Foods to Avoid and to Include in Your Diet If You Have Arthritis


Arthritis is a chronic inflammatory disorder that can affect one joint or multiple joints. There are 100 types of arthritis with different causes and treatments. The most common types are osteoarthritis that develops due to joint overuse and rheumatoid arthritis (RA), an autoimmune disease in which your immune system attacks healthy cells in your body by mistake. RA is commonly seen in adults over 65 years of age, but can also develop in children, teens and younger adults.

It has been found that diet can impact the severity of arthritis symptoms. There is no diet cure for arthritis, but having a wide range of healthy foods can fight inflammation, improve the immune system, and strengthen the bones.
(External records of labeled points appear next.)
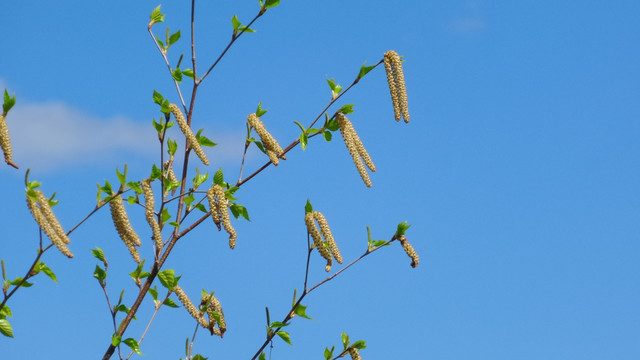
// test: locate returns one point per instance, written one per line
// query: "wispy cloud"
(55, 136)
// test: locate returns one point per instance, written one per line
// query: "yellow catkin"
(271, 146)
(149, 204)
(411, 252)
(397, 86)
(123, 226)
(219, 206)
(326, 232)
(47, 228)
(355, 355)
(5, 142)
(348, 132)
(213, 304)
(309, 220)
(188, 133)
(188, 305)
(51, 217)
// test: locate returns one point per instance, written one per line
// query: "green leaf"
(239, 210)
(364, 70)
(328, 354)
(42, 267)
(235, 22)
(115, 340)
(188, 73)
(5, 328)
(156, 16)
(154, 292)
(8, 102)
(301, 311)
(170, 303)
(327, 135)
(100, 274)
(218, 178)
(278, 324)
(172, 147)
(99, 254)
(285, 336)
(158, 98)
(271, 3)
(177, 75)
(174, 37)
(304, 140)
(168, 278)
(203, 140)
(133, 344)
(259, 111)
(402, 228)
(347, 109)
(360, 344)
(345, 340)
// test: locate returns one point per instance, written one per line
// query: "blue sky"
(518, 173)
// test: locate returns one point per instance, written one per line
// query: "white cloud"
(53, 136)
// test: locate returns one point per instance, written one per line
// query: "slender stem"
(291, 313)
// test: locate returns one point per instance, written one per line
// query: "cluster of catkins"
(271, 146)
(46, 219)
(211, 307)
(219, 206)
(5, 141)
(188, 133)
(355, 147)
(328, 250)
(123, 226)
(397, 86)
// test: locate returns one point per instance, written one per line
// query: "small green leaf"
(235, 22)
(17, 281)
(133, 344)
(158, 98)
(360, 344)
(402, 228)
(99, 254)
(347, 109)
(174, 37)
(168, 278)
(203, 140)
(345, 340)
(271, 3)
(239, 210)
(5, 328)
(188, 73)
(170, 303)
(42, 267)
(327, 135)
(301, 311)
(100, 274)
(304, 140)
(156, 16)
(177, 75)
(154, 292)
(285, 336)
(218, 178)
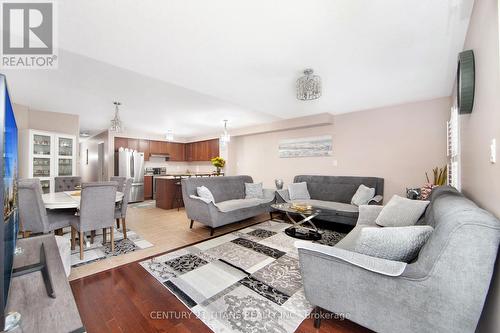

Likewise, when you have arthritis, your body is in an inflammatory state and eating certain foods can increase inflammation and also lead to other chronic conditions like heart disease, diabetes, and obesity. Avoiding such foods can ease the symptoms of arthritis by easing the inflammation in your body. Here are the foods to include and avoid if you have arthritis:

Foods to Include:

  • Oily fish and other Omega-3 rich foods: Oily fish contains plenty of healthful omega-3 fatty acids – polyunsaturated fats that have anti-inflammatory properties. People with osteoarthritis should include at least one portion of sardines, mackerel, salmon, and fresh tuna in their diet per week. People who don’t eat fish can include omega-3 rich items like walnuts, chia seeds, and flaxseed oil in their diet.
  • Cherries: It has been found that cherries can reduce the frequency of gout attacks. Cherries contain an ingredient called anthocyanins that have an anti-inflammatory effect. It is also found in blueberries, strawberries, raspberries, and blackberries.
  • Broccoli: This green vegetable contains a compound called sulforaphane. Researchers believe that it could slow down the progression of osteoarthritis. Broccoli is also rich in calcium and Vitamin K and C.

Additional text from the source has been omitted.